Seperti yang diungkapkan Institute of Health Sciences, 819 Sweden Riset Biosains. L.L.C. Cause Street, ternyata jengkol merupakan buah ajaib untuk membunuh sel kanker dan 10.000 kali lebih kuat dari Kemoterapi. Berdasarkan penelitian pula, jengkol bisa menjadi obat mujarab yang terbukti melawan semua jenis kanker.

Sumber informasi menarik ini berasal dari salah satu produsen obat terbesar di dunia yang mengatakan bahwa, setelah lebih dari 20 tes laboratorium yang dilakukan sejak tahun 1970, terungkap bahwa: Jengkol bisa menghancurkan sel-sel ganas dalam 12 kanker, termasuk kolon, payudara, prostat, paru-paru dan pankreas.

Berikut penjelasan lebih lanjut khasiat dari jengkol;

Jengkol ampuh melawan sel kanker lebih kuat dari pada kemoterapi

Seperti yang dilansir di kumparan.com, Jengkol juga dipercaya dapat menghancurkan hampir semua jenis sel kanker, dan yang paling terbukti adalah dapat menghilangkan tumor dan kista. Dalam penelitian yang dilakukan pada sebuah laboratorium salah satu perusahaan obat terbesar dunia, setidaknya jengkol dapat menghambat 12 jenis penyakit kanker.
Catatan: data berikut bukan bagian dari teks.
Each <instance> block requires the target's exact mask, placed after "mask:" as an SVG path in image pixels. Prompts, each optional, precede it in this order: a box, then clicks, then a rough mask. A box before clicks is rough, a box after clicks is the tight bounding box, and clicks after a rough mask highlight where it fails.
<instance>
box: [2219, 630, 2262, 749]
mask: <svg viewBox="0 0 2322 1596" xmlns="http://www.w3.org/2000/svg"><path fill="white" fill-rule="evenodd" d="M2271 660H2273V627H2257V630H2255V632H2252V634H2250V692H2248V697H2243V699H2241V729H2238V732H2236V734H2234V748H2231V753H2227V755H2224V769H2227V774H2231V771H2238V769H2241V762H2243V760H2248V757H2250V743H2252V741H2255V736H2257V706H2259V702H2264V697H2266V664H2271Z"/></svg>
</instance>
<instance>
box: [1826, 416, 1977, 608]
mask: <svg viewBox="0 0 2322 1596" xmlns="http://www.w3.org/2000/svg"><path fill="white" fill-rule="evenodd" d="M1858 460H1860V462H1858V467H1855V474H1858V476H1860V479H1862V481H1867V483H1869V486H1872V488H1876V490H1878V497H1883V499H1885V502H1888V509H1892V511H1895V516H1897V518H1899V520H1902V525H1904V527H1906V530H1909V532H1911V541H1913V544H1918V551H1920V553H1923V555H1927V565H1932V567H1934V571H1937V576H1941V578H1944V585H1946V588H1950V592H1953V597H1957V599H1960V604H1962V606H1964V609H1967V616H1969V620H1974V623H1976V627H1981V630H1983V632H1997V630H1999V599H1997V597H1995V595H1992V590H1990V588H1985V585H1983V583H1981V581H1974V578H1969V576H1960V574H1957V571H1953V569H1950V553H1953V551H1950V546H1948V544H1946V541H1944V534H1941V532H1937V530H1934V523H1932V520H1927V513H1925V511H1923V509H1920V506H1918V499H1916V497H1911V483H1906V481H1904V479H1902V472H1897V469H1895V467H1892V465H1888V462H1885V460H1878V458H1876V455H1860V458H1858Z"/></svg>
Terlebih lagi manfaat yang luar biasa tersebut lebih kuat dibandingkan dengan pengobatan dengan kemoterapi. Bila ini benar, maka penemuan tersebut akan menjadi harapan baru bagi para penderita kanker

Jengkol dapat mencegah pertumbuhan sel kanker

Jengkol yang mempunyai bau khas ini selain dapat melawan sel kanker, jengkol dapat mencegah pertumbuhan atau munculnya sel kanker. Mengkonsumsi jengkol sama artinya dengan mencegah tubuh anda dari penyakit yang mematikan ini. Senyawa kimia berupa saponin yang ada pada jengkol terbukti dapat menghambat sel kanker tumbuh dan berkembang.

Namun selain kaya akan manfaat, sobat RK juga tidak boleh mengkonsumsi jengkol secara berlebihan. Karena jengkol juga memiliki sifat yang berbahaya. Asam jengkolat struktur molekulnya mirip seperti asam amino sistein dan mengandung senyawa belerang yang menjadi penyebab jengkol memiliki bau menyengat. Tingkat keasaman pada jengkol ini berbeda dengan pH atau tingkat keasaman urin manusia. Urin manusia sendiri ada yang memiliki sifat netral dan juga asam. Pada urin netral, maka resiko pengkristalan pada kandung kemih juga relatif kecil, sedangkan untuk yang memiliki kadar pH keasaam tinggi, maka pengkristalan akan terjadi dengan lebih cepat.

Kandungan asam jengkol, jengkolic acid atau asam jengkolat yang terkandung dalam jengkol, bisa menyebabkan keracunan yang dinamakan dhenkolism dengan ciri retensi urin, kejang otot, gout dan juga gagal ginjal. Kandungan asam jengkol juga tidak bisa larut dalam air sehingga akan menyebabkan pengkristalan pada urin atau air kencing. Pengkristalan dalam bentuk tajam di saluran kemih ini akan menyebabkan timbulnya rasa sakit dan juga hematuria.

Jadi konsumsi lah jengkol secukupnya ya sobat RK.